Thoughts and planning is now turned towards New York now and one of the things that had been on my mind for a while was what shoes to wear. I had been having so much fun in the Nike Vapourflys on the run up to London that originally that had been my plan for that race but Nike had other ideas it seemed. As the race drew closer Nike released the new version of the Vapourflys and I wasn’t keen on trying new shoes that close to the race and spending so much on an unknown, maybe try them later. Could I find a pair of the Vapourfly 2 though? Hell no. So for that marathon it was back to the good old New Balance 1080 v12, my staple day to day shoe I had worn for many a long run. For New York I needed to find something fun.
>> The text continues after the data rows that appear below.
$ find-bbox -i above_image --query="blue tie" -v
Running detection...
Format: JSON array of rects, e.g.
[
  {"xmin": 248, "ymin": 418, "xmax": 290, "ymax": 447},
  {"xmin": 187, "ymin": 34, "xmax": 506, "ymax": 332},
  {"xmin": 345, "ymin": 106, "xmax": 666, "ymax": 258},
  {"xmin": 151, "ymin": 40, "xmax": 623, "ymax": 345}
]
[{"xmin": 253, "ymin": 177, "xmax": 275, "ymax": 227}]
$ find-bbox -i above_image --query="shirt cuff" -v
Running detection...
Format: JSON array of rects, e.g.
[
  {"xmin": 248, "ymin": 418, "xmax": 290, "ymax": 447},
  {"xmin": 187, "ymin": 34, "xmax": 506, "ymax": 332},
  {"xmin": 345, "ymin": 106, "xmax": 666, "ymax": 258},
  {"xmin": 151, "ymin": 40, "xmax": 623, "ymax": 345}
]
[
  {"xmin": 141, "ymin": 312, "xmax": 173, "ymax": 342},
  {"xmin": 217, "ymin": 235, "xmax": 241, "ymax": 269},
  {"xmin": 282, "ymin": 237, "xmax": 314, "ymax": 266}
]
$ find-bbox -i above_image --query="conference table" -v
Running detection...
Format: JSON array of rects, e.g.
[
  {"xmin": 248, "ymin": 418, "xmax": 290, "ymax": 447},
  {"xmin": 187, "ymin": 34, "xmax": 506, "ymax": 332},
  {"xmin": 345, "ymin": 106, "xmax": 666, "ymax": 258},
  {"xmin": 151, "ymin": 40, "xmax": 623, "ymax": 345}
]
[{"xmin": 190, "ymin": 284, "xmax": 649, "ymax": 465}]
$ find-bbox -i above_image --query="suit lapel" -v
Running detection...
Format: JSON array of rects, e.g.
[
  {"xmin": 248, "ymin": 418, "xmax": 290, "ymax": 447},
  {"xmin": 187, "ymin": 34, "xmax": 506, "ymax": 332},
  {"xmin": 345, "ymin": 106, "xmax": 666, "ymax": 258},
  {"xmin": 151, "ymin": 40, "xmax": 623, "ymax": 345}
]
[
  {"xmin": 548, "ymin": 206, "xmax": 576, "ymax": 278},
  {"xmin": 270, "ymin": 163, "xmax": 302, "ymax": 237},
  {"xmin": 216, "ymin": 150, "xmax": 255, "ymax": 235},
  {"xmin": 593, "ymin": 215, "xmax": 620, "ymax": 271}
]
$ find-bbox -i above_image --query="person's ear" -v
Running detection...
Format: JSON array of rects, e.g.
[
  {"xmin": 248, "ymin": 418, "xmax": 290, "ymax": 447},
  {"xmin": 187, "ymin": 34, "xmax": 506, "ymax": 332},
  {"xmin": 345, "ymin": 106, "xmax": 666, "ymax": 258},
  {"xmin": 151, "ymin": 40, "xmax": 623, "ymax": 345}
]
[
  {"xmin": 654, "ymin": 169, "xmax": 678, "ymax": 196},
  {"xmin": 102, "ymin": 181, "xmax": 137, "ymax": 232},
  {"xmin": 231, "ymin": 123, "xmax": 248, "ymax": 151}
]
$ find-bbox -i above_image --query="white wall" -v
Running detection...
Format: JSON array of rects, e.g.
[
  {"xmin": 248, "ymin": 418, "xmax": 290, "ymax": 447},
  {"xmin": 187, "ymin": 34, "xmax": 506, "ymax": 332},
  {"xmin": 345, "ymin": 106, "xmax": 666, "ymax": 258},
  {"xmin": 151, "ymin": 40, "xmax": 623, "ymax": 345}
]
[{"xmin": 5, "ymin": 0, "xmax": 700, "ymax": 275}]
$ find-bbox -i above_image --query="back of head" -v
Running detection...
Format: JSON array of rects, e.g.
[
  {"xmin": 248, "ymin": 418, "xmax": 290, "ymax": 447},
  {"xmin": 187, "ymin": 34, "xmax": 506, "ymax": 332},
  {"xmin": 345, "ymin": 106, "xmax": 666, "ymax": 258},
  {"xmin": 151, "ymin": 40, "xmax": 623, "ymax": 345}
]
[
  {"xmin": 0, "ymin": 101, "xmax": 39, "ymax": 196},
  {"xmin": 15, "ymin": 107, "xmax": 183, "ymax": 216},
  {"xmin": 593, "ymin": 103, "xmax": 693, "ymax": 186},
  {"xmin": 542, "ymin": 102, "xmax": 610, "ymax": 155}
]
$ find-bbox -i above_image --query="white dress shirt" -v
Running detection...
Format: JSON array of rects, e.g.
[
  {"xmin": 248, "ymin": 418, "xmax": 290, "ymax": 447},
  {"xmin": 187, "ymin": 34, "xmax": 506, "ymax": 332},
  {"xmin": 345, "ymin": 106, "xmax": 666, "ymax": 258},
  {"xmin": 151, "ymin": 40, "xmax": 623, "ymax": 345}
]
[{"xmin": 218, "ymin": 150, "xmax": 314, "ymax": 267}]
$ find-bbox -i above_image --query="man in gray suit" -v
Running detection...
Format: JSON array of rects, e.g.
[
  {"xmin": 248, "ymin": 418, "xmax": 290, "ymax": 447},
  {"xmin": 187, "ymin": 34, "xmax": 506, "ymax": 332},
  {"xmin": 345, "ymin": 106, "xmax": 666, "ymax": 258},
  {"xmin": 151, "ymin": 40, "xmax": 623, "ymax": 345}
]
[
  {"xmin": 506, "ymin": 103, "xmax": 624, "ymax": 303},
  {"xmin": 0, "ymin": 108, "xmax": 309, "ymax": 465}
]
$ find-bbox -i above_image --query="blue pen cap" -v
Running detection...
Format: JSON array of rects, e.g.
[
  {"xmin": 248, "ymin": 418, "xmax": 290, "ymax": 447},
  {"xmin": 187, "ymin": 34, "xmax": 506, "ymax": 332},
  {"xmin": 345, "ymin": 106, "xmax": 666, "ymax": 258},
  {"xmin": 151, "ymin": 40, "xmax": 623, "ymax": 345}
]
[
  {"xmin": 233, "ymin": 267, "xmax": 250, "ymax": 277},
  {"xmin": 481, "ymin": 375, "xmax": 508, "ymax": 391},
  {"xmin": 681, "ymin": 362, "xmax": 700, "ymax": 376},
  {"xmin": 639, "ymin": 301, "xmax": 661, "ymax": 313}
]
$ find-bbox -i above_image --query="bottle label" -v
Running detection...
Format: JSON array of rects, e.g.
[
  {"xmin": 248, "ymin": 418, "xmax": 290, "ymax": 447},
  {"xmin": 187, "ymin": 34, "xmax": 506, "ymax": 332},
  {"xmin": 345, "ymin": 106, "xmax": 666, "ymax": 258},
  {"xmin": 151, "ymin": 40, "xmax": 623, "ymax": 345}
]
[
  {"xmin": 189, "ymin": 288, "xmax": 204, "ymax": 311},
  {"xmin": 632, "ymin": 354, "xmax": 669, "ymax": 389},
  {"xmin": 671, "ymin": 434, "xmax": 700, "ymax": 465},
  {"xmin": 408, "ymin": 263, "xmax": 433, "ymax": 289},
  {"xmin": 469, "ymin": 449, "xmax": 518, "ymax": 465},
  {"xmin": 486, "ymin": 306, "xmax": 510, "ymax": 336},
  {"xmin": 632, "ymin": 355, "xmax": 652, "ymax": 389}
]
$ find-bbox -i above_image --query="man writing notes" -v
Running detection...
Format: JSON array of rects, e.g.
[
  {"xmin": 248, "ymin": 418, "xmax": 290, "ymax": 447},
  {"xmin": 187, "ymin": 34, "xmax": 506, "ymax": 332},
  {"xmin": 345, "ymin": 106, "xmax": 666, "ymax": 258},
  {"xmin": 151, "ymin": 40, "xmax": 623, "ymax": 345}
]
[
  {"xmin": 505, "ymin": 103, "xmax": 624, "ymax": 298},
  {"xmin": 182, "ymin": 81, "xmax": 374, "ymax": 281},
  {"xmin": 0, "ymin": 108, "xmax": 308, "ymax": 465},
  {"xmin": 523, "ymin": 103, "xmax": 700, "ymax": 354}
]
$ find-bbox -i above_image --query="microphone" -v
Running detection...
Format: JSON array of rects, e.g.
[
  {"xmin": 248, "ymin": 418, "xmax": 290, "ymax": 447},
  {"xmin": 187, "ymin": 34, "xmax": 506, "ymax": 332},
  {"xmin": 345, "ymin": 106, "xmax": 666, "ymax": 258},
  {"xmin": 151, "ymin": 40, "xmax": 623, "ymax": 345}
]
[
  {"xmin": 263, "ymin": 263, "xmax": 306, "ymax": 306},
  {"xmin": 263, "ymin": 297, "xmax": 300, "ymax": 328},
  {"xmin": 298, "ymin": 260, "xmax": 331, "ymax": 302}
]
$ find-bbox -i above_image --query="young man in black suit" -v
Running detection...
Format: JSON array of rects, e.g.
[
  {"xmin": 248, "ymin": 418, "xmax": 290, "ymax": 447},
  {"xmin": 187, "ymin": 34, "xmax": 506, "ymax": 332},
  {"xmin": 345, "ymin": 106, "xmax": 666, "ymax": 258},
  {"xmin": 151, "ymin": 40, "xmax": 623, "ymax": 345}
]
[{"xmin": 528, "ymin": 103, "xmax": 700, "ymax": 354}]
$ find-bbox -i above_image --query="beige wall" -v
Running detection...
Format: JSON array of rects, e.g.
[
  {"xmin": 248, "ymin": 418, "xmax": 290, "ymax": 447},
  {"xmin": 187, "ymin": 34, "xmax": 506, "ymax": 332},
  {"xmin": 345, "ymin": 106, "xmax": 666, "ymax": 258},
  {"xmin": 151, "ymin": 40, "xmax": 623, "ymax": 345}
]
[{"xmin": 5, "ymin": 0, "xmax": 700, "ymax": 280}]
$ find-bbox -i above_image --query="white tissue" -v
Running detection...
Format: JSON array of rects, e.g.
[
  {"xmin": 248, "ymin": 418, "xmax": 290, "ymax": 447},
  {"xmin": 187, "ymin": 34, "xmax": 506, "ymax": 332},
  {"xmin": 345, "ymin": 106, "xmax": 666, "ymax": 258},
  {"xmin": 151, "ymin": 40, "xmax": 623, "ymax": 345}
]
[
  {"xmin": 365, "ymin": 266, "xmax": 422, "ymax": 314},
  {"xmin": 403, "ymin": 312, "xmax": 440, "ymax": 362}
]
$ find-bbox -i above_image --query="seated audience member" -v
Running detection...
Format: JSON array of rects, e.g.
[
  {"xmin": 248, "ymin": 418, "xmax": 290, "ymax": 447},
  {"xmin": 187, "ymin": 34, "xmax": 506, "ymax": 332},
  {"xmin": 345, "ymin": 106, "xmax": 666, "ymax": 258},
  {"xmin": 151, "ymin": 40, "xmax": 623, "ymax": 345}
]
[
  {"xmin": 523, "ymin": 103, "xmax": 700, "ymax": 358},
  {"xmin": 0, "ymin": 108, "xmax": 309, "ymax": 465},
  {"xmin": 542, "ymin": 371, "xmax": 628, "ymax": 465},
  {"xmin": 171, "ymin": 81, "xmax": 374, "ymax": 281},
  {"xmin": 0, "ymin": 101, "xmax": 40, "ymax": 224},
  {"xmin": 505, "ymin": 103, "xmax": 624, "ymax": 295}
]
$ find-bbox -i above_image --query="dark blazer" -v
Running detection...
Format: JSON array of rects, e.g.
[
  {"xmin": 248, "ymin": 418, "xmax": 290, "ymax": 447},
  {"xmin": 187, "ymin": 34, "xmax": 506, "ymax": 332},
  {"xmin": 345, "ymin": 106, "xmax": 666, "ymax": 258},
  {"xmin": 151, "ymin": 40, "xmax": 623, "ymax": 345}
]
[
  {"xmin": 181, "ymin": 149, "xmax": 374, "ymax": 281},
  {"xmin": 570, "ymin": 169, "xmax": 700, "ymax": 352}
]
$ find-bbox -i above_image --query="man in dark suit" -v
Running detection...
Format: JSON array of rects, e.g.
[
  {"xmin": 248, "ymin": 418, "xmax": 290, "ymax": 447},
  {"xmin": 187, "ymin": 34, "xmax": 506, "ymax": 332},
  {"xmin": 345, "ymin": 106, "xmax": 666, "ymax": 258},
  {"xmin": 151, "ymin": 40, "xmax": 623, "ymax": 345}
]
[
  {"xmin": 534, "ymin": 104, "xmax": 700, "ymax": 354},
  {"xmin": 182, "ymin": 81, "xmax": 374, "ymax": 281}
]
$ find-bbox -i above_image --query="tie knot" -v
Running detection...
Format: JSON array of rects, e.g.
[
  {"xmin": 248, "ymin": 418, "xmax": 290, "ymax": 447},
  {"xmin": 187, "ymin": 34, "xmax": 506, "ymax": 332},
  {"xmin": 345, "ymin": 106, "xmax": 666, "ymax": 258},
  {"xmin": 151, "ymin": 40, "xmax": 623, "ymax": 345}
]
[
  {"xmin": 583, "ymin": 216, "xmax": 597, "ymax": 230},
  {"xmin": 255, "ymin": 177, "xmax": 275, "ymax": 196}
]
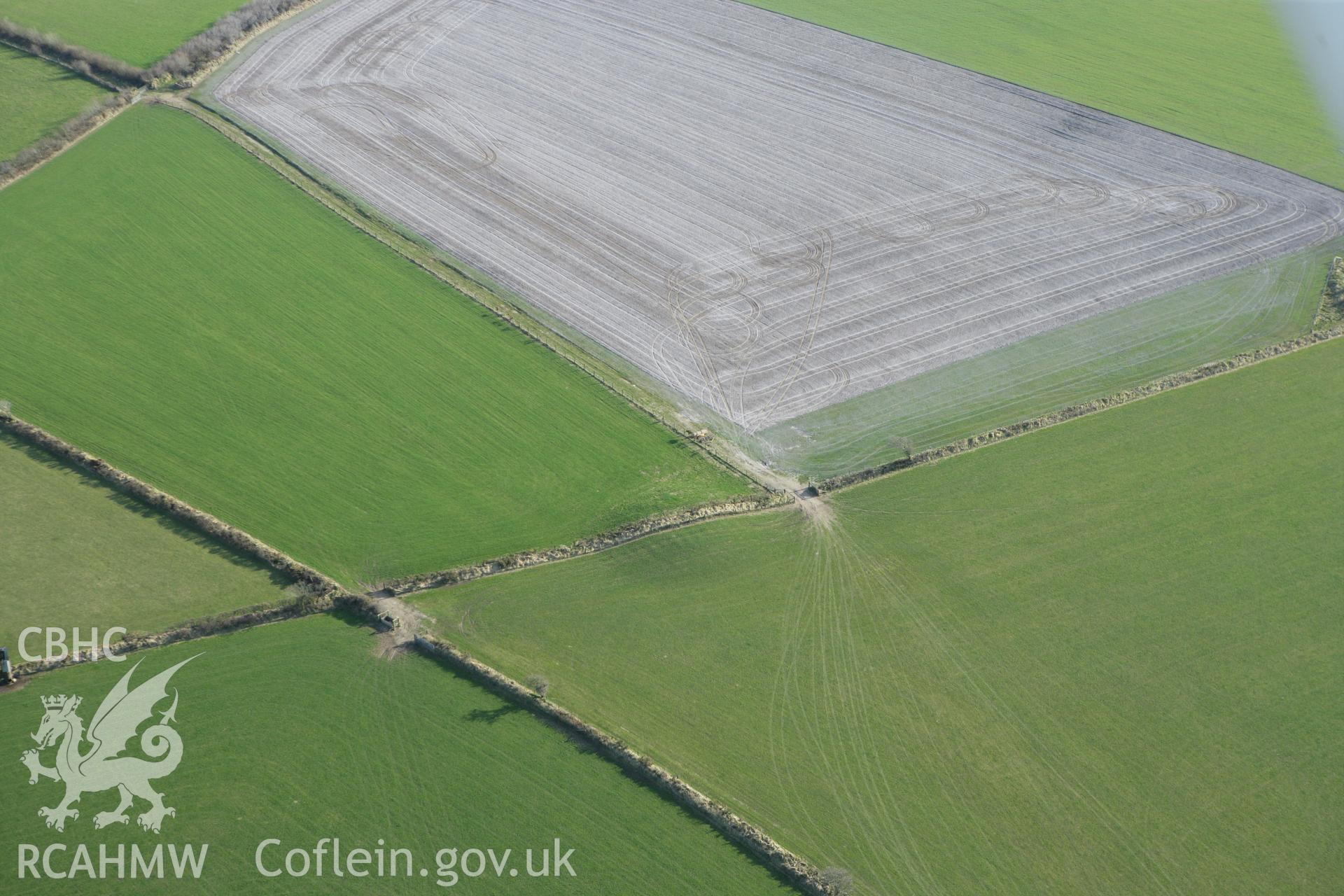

After finding adidas had a sale on and watching some YouTube reviews I got myself a pair of Adios Pro 3. The sale price for these was a little under the usual cost for the 1080 v12 shoes I usually cycle into the training shoe mix. One session in these in Gunnersbury Park confirmed that these were going to be an excellent candidate. Bouncy, lively and aggressive in the toe off. No hot spots and a comfortable fit in width across the foot. I got the second pair the very next day. It’s probably a little extravagant, but I plan to run every session between now and NYC in the supershoes.
The week would end with the Wedding Day 7k, a race that I had missed last year due to injury which cost me a point in the club ballot for the London Marathon. Bushy Park, where Parkrun was born and somewhere I had never run before. I had no expectations at all, no idea what pace to run or haw the different surfaces would play out so it was all about enjoying it and seeing a number of eagles I hadn’t seen for a while. The new shoes felt great yet again, maybe not totally suited to grass but handled every other surface well and just made the run a little more fun. Once the field opened up so did I, cautiously increasing the speed a wee bit each kilometre counting up to five in my head and then putting what was left into the last two. A beautiful little race and a great way to finish a pretty shitty week of work. After hanging back to cheer on those eagles still crossing the finish line I headed home looking forward to the long run that was in the diary for Sunday.